La troupe repart sur l’autre rive, escalade le talus de la berge à travers les broussailles épineuses. On est dans l’ombre, maintenant, le soleil s’est couché derrière les monts, au-delà de la frontière. Miloz pense qu’ils sont peut-être encore au soleil, de l’autre côté, et cela lui donne envie d’y être plus vite.

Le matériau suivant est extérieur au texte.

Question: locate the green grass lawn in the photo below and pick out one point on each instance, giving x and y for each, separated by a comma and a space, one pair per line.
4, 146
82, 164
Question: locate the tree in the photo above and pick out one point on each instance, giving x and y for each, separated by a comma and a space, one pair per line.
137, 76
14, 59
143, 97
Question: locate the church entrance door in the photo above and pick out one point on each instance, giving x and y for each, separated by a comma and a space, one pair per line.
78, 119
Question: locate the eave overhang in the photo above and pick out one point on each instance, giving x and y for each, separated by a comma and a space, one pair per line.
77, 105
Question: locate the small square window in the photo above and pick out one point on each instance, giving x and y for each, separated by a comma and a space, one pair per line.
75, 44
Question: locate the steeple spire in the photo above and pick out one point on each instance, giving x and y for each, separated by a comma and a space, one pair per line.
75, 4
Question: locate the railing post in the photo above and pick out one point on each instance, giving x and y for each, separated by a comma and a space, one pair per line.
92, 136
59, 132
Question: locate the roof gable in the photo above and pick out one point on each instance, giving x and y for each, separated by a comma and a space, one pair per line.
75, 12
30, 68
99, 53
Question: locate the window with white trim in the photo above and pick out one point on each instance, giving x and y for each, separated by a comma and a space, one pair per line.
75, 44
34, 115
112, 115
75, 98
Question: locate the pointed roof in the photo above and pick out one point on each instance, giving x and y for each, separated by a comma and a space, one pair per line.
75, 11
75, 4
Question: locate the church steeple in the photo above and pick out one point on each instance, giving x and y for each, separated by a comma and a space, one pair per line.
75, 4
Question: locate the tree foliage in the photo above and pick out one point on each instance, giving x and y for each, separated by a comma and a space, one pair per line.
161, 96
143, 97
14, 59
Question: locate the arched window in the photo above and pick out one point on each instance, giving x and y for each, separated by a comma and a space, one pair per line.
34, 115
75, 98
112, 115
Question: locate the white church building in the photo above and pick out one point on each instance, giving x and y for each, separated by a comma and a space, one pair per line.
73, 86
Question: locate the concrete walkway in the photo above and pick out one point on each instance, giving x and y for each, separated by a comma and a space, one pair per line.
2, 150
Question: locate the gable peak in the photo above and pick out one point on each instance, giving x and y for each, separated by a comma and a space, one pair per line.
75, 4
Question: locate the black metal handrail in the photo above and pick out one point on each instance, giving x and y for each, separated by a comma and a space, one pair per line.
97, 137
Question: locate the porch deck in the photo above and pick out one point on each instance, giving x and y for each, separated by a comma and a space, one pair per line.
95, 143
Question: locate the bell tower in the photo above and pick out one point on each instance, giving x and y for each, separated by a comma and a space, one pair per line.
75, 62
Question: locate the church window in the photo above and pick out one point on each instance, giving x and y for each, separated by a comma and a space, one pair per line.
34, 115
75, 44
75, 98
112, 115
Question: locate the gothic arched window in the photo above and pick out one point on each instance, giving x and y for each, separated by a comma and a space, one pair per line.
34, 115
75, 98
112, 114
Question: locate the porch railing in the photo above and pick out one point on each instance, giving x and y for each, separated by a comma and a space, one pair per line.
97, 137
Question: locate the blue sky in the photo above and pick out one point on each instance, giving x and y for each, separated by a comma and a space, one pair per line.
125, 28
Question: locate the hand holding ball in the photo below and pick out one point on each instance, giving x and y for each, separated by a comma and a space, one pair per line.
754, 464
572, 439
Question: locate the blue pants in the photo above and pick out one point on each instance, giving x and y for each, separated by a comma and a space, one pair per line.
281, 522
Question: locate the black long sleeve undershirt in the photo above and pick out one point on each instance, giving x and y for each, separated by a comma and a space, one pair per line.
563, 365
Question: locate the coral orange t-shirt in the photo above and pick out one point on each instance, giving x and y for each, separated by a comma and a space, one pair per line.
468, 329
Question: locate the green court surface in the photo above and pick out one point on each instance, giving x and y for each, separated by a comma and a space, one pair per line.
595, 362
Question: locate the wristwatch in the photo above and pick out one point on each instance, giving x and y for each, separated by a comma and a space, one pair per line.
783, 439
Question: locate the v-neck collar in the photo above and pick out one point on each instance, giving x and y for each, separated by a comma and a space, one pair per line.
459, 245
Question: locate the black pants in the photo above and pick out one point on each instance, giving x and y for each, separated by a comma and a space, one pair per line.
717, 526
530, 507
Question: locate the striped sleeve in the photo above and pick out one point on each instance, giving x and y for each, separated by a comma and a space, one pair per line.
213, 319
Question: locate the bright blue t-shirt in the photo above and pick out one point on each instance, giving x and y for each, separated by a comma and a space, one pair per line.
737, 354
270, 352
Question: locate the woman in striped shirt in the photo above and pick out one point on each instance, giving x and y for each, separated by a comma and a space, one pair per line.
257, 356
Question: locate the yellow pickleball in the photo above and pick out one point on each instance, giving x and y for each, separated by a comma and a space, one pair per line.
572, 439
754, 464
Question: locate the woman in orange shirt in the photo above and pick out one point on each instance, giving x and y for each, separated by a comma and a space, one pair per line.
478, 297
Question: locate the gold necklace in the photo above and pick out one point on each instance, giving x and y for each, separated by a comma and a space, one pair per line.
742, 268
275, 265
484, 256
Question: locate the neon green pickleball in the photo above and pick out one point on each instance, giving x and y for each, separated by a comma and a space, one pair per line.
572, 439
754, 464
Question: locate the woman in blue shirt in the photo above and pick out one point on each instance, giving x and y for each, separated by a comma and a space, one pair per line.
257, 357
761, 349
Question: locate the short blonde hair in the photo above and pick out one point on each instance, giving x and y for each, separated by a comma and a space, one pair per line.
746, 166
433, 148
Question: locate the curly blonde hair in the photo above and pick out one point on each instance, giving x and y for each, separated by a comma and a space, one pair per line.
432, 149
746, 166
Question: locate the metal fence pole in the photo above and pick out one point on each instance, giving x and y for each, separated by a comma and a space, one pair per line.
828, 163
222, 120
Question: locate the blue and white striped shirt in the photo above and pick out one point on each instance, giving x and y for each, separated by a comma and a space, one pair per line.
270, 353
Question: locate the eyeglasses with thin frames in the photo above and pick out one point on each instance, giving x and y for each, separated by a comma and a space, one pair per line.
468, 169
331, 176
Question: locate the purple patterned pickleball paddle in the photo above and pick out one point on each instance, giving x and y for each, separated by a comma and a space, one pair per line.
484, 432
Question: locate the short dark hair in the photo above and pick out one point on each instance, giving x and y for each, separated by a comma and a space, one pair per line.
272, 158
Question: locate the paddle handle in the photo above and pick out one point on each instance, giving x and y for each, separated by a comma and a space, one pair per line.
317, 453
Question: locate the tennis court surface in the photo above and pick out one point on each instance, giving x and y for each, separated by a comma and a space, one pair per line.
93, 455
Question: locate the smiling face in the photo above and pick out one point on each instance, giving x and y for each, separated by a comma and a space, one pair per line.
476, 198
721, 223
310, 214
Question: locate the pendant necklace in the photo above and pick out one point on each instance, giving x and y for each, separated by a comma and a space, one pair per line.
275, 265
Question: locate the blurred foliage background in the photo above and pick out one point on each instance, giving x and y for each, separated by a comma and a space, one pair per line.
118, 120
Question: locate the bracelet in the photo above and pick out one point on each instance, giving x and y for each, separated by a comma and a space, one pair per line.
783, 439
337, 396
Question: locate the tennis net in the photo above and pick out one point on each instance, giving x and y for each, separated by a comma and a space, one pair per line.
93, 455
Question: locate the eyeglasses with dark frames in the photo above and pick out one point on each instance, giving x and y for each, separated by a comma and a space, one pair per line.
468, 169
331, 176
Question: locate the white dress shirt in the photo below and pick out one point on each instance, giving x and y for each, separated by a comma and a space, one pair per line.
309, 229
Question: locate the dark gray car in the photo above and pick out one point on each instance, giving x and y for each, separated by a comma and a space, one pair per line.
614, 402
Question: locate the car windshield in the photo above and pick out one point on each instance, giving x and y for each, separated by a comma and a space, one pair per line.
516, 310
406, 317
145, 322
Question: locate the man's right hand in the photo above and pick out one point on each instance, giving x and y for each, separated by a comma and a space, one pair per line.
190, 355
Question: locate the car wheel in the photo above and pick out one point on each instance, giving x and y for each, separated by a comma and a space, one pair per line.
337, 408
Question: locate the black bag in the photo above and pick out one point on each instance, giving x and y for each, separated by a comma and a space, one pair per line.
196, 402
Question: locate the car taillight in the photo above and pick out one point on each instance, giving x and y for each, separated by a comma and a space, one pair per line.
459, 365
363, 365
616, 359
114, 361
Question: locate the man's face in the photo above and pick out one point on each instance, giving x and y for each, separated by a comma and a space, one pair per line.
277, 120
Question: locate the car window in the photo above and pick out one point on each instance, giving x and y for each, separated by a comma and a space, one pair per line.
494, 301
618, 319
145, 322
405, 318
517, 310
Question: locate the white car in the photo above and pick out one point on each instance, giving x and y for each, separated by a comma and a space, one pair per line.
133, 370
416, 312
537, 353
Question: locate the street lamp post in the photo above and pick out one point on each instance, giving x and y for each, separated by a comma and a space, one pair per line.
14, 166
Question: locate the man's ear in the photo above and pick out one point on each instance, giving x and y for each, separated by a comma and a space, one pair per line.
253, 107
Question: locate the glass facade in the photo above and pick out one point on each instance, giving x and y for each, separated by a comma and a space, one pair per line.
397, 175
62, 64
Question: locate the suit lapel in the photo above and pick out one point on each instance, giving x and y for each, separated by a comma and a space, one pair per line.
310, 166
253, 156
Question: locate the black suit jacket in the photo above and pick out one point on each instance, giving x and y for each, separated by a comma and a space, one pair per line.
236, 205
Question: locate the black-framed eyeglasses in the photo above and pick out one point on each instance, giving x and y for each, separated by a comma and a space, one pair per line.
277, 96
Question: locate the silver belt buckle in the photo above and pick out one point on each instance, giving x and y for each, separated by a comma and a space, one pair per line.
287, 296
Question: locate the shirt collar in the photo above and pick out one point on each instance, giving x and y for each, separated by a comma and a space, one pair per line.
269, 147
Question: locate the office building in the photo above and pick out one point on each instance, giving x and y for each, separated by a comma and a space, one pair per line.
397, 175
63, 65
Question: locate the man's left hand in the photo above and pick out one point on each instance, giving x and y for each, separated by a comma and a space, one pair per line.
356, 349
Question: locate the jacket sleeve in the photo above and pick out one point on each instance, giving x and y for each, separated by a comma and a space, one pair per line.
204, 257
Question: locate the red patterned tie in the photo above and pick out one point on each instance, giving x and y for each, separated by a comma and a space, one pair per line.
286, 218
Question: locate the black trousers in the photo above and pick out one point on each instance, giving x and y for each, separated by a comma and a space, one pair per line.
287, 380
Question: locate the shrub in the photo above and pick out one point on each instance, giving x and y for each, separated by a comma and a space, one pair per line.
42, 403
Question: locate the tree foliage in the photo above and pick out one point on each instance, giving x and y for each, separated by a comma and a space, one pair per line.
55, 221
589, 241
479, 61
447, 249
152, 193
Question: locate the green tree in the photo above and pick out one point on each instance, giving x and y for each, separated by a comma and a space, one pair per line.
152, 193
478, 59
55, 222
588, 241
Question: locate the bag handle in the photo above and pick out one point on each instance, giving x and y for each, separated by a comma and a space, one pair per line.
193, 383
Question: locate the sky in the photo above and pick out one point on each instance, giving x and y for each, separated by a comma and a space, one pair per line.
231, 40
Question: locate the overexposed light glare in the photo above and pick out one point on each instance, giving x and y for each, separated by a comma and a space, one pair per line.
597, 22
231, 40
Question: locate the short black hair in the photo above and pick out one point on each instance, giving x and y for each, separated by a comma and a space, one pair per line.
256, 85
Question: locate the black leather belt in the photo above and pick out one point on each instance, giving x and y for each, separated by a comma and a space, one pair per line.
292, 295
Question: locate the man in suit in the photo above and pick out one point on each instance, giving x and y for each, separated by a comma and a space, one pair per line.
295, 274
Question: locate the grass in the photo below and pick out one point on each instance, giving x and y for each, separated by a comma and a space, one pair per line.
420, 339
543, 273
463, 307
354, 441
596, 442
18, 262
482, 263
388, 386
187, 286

Ils traversent d’abord une route de terre, puis la voie ferrée, aux rails rouillés. Il y a de l’herbe sur le ballast, et les traverses sont déglinguées. Plus haut, sur une colline grise, Miloz aperçoit les murs d’un village, il entend des chiens aboyer dans les fermes. Instinctivement, les hommes se sont arrêtés, de peur d’être vus. Mais le guide continue de grimper à travers les broussailles, et il crie toujours.
« Marche ! Marche ! »
Ils contournent une première montagne, vert sombre à cause des chênes verts et des broussailles. La vallée va vers le nord, et près d’une vieille chapelle ruinée, ils trouvent le commencement d’un sentier de mulets, qui monte en serpentant vers le haut de la montagne. La troupe s’est dispersée maintenant, les plus agiles vers le haut, non loin du guide, et les plus lents vers le bas, marchant à petits pas sur le sentier pierreux en portant leurs fardeaux. Il y a déjà plus d’une heure qu’ils marchent sans s’arrêter, et tout à coup Miloz se demande ce qu’est devenu le Grec. Il pose sa valise de carton dans un creux des broussailles, en la cachant avec des branches, et il redescend le sentier, lacet après lacet. Il croise les hommes qui montent lourdement, visage fermé, et personne ne lui dit rien. Loin en bas, il y a le Grec, qui tire comme il peut son sac de farine ; Miloz entend le bruit de sa respiration qui siffle. Miloz charge son sac sur l’épaule, et sans parler, il recommence à monter. Quand il arrive à l’endroit où il a laissé sa valise, il la sort des broussailles et la donne au Grec. Lui, remet le sac de farine sur son épaule, et ensemble ils reprennent la route.